Group by operations work on both Dataset and DataArray objects. Most of the examples focus on grouping by a single one-dimensional variable, although support for grouping over a multi-dimensional variable has recently been implemented.

In [None]:
# Using groupby to calculate a monthly climatology:

da_climatology = da.groupby('time.month').mean('time')

da_climatology

In this case, we provide what we refer to as a virtual variable (`time.month`). Other virtual variables include:
“year”, “month”, “day”, “hour”, “minute”, “second”, “dayofyear”, “week”, “dayofweek”, “weekday” and “quarter”. It is also possible to use another DataArray or pandas object as the grouper.

## Rolling Operations

Xarray objects include a rolling method to support rolling window aggregations:

In [None]:
roller = da.rolling(time=3)
roller

In [None]:
roller.mean()

In [None]:
# we can also provide a custom function 

def sum_minus_2(da, axis):
    return da.sum(axis=axis) - 2

roller.reduce(sum_minus_2)

## Universal Functions

In practice, not all use standard functions/methods from numpy and xarray is not allways possible. Sometimes there is good reason to work with numpy/dask array's directly. 

Xarray's documentation on wrapping custom computations: http://xarray.pydata.org/en/latest/computation.html#wrapping-custom-computation

In [None]:
da_noise = da + np.random.random(size=da.shape)
da_noise

In [None]:
# some example legacy code to calculate the spearman correlation coefficient

import bottleneck


def covariance_gufunc(x, y):
    return ((x - x.mean(axis=-1, keepdims=True))
            * (y - y.mean(axis=-1, keepdims=True))).mean(axis=-1)

def correlation_gufunc(x, y):
    return covariance_gufunc(x, y) / (x.std(axis=-1) * y.std(axis=-1))

def spearman_correlation_gufunc(x, y):
    x_ranks = bottleneck.rankdata(x, axis=-1)
    y_ranks = bottleneck.rankdata(y, axis=-1)
    return correlation_gufunc(x_ranks, y_ranks)

In [None]:
# Wrap the "legacy code" with xarray's apply_ufunc. 
def spearman_correlation(x, y, dim):
    return xr.apply_ufunc(
        spearman_correlation_gufunc, x, y,
        input_core_dims=[[dim], [dim]],
        dask='parallelized',
        output_dtypes=[float])

In [None]:
da_corr = corr = spearman_correlation(da, da_noise, 'time')
da_corr

## Masking

Indexing methods on xarray objects generally return a subset of the original data.

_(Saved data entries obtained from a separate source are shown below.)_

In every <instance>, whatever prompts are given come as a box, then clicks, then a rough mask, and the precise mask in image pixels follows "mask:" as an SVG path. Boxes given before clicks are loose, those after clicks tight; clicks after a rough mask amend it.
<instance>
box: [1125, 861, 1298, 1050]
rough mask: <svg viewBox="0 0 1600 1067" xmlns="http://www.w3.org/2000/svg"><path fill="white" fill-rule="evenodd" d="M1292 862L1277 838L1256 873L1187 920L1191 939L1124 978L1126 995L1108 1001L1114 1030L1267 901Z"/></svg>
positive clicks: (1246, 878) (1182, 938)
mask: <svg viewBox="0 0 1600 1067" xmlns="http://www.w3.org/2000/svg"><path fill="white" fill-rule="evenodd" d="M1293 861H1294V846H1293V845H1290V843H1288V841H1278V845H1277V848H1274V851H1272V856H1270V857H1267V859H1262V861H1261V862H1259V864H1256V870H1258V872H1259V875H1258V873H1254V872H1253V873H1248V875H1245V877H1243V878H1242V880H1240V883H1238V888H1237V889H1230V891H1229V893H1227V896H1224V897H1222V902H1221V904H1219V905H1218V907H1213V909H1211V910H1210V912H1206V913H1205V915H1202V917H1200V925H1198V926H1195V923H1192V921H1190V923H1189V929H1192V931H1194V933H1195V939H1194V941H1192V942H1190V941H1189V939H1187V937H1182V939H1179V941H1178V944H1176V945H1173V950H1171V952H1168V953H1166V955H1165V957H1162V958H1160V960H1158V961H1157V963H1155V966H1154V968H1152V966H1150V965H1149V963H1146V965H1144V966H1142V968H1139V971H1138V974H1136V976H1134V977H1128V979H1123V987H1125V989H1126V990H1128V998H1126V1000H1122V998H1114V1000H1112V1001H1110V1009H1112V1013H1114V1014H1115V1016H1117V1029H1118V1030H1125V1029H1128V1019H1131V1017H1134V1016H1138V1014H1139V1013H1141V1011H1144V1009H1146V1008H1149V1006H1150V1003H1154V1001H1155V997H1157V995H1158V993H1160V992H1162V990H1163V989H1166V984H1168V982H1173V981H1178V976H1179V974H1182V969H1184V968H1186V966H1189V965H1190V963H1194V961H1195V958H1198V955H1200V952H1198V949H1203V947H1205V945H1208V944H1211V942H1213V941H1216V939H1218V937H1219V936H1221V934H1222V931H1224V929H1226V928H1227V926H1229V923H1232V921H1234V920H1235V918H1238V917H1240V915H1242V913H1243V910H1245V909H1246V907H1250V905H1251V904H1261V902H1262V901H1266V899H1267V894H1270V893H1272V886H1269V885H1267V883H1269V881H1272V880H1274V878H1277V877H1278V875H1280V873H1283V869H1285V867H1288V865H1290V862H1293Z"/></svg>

However, it is sometimes useful to select an object with the same shape as the original data, but with some elements masked. To do this type of selection in xarray, use where():

In [None]:
# mask out 1's in the correlation array

da_corr.where(da_corr < 1)

In [None]:
# xarray also provides a function for where
xr.where(da_corr > 0.996, 0, 1)